Finnish technology group Wartsila has entered the energy storage market with the launch of several new solutions.

Wartsila says the hybrid power plant and energy storage solutions will utilize storage technology alongside traditional engine-based power generation. The company is also offering stand-alone storage solutions. 

Today’s launch comes on the back of Wartsila’s entry into the solar PV business last year with its solar PV plants and engines+solar PV hybrid plants.

“The energy storage market is being created as we speak and gaining momentum,” it said. “Today, large markets exist for stand-alone energy storage, for example in the US, UK and central Europe. Hybrid solutions including energy storage are increasingly becoming financially attractive, for example in areas where fuel prices are high and the penetration of renewable power sources is significant.”

Javier Cavada, President of Wartsila Energy Solutions, added: "We are very excited to introduce these new solutions to our customers. Adding energy storage technology to our existing engine based power plants enables our customers to have instant power while saving fuel, maintenance costs and reducing emissions.”

The storage solutions have been enabled by Wartsila’s co-operation with Greensmith, a leading provider of EMS software which makes GEMS, a widely-deployed storage software solution.

Wartsila said that by using GEMS, “hybrid power plants run in an optimal way at all times ensuring ideal utilization of both the engines and the energy storage solution”.

"With a world-class EMS software platform we solidify our systems integration capabilities" added Cavada.
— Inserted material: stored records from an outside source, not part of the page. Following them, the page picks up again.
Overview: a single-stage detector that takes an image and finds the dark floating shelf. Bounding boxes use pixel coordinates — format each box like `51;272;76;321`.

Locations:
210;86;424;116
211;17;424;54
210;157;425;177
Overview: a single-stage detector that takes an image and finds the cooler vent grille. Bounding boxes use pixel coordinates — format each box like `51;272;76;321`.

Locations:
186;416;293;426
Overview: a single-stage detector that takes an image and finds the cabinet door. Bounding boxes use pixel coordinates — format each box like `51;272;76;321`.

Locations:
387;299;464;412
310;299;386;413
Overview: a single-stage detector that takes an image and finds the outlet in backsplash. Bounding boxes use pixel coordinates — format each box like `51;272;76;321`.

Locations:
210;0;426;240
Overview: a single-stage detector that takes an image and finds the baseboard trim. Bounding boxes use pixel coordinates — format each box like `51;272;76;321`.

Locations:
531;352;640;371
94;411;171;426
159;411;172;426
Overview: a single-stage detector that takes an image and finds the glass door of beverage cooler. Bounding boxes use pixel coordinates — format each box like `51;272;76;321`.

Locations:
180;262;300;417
He said the new solutions provide optimized spinning reserve, fuel savings, O&M optimization, regulation compliance and reduced emissions.

Risto Paldanius, director of Energy Storage at Wärtsilä Energy Solutions, said: "With these new solutions, Wartsila does not only enter the energy storage market but also becomes a systems integrator as we are able to optimize the usage of our hybrid power plants with EMS software."